Tuesday, July 24, 2018

Diskusi Budaya Sumilaking Watukuro Semangat Warga Watukuro Untuk Mengungkap dan Mengetahui Sejarahnya

 
Diskusi budaya merupakan salah satu acara dalam rangkaian kegiatan Kolaborasi Seni dan Budaya Sumilaking Watukuro yang diselenggarakan oleh Pemerintah Desa setempat.  Diskusi yang diselenggarakan pada Hari Selasa 24 Juli 2018 di Balai Desa Watukuro tersebut menghadirkan beberapa nara sumber baik dari akademsi, wartawan, pemerhati sejarah, dan pemerintahan setempat.

Dalam paparannya, nara sumber dari kalangan akademis yang dihadiri olah dr. Dibyo mengatakan bahwa Watukuro merupakan sebuah wilayah yang berkonsep kerajaan. Arti kerajaan di sini tidak semata mata seperti dalam cerita cerita bahwa kerajaan yang megah, luas tangguh dan sebagainya, akan tetapi konsep kerajaan ini adalah rangkaian yang terdiri dari wilayah-wilayah kerakaian yang tersebar dan masuk ke dalam wilayah kekuasaannya. Bisa besar, bisa juga kecil.

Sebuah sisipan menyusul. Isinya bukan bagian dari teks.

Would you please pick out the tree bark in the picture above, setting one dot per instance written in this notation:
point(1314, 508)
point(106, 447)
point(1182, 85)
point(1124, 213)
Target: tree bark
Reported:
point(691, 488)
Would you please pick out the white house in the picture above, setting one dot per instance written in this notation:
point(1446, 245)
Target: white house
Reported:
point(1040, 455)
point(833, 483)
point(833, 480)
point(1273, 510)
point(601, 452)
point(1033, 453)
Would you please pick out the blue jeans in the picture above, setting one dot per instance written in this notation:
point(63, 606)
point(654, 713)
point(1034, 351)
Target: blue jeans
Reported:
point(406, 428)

Sedangkan dalam wawancara terpisah, Beliau membenarkan adanya sebuah bukti otentik tentang Watukuro ini, yaitu berupa Prasasti Watukuro yang kini tersimpan di Denmark. 

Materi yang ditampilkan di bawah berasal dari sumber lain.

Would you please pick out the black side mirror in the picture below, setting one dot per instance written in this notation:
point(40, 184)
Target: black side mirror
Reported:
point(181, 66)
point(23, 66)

 Untuk batas batas wilayah kekuasaan dari Dyah Balitung, raja pada saat itu, hingga kini masih menjadi perdebatan. Begitu juga dengan makam Dyah Balitung yang dalam prasasti yang dibuat pada tahun 2017 di makam setempat disebut sebagai Dyah Balitung Rakai Watukuro (Sang Garuda Muko). Sebagian meyakini bahwa disitulah makam Dyah Balitung, sebagian lagi tidak.

Adapun sebuah gundukan tanah di sebelah timur dari Kantor Desa Watukuro yang ditengarai sebagai sebuah bangunan peninggalan Dyah Balitung, kebenarannya juga harus diungkap dengan cara dilakukan penggalian. Namun setelah dikonfirmasi lebih lanjut, gundukan tanah yang didalamnya terdapat batu bata yang berukuran besar itu, hingga kini belum pernah dilakukan penggalian oleh dinas terkait, walaupun sudah dilakukan survey beberapa kali.


Berbeda dengan kalangan akdemisi, Atas, seorang wartawa senior mengungkapkan berdasar kronik Cina, tentang Ci Watukura, yang berarti Sungai Watukura, yang merupakan sungai besar, tempat kapal kapal berlabuh di muara Sungai yang sekarang kita kenal sebagai Sungai Bogowonto ini. Menurutnya, pada saat itu, sekitar tahun 640 Masehi, sudah ada hubungan perdagangan dengan Tiongkok, yaitu pada saat kekuasaan Dinasti Tang, dan juga pada tahun 666 Masehi. Bukti dari itu semua, ada pada Prasasti Watukuro juga.





Dari pemerhati sejarah setempat, mantan kepala desa dan sekertaris desa, secara terpisah mengungkapkan bahwa awal mula dari Watukuro adalah Kerajaan Bagelen. Di Kerajaan Bagelenlah Dyah Balitung berkuasa, yang kemudian kekuasaannya menjadi sangat luas hingga hampir seluruh Nusantara, dan berada pada masa yang digolongkan pada masa Mataram Kuno. Kerajaan Bagelen sendiri justru sangat jarang disebut, karena tidak pernah disebut sebut. Orang lebih mengenal Watukuro, dari Prasasti Watukuro, namun tidak mengetahui kerajaan apa yang membuat prasasti tersebut.
Sebagai penutup, Pak Camat Purwodadi mengatakan bahwa Watukuro, memang masih menyimpan banyak pertanyaan yang layak diperdebatkan. 

Namun demikian, yang perlu diungkap juga adalah tentang kehidupan sosial yang ada pada jaman itu. Baik tentang tata krama, pendidikan, pertanian, perdagangan, sistem irigasi tata pemerintahan dan sebagaainya, yang dapat kita ambil dan dijadikan untuk diimplementasikan dalam kehidupan sekarang ini untuk kembali kepada kejayaan yang pernah diraih.Sekaligus pembangunan karakter bangsa agar tetap menjadi diri kita sendiri, di negeri kita sendiri, dengan norma dan tata pergaulan kita sendiri.  Itu yang terpenting saat ini. Demikian Pak Camat menutup diskusi ini.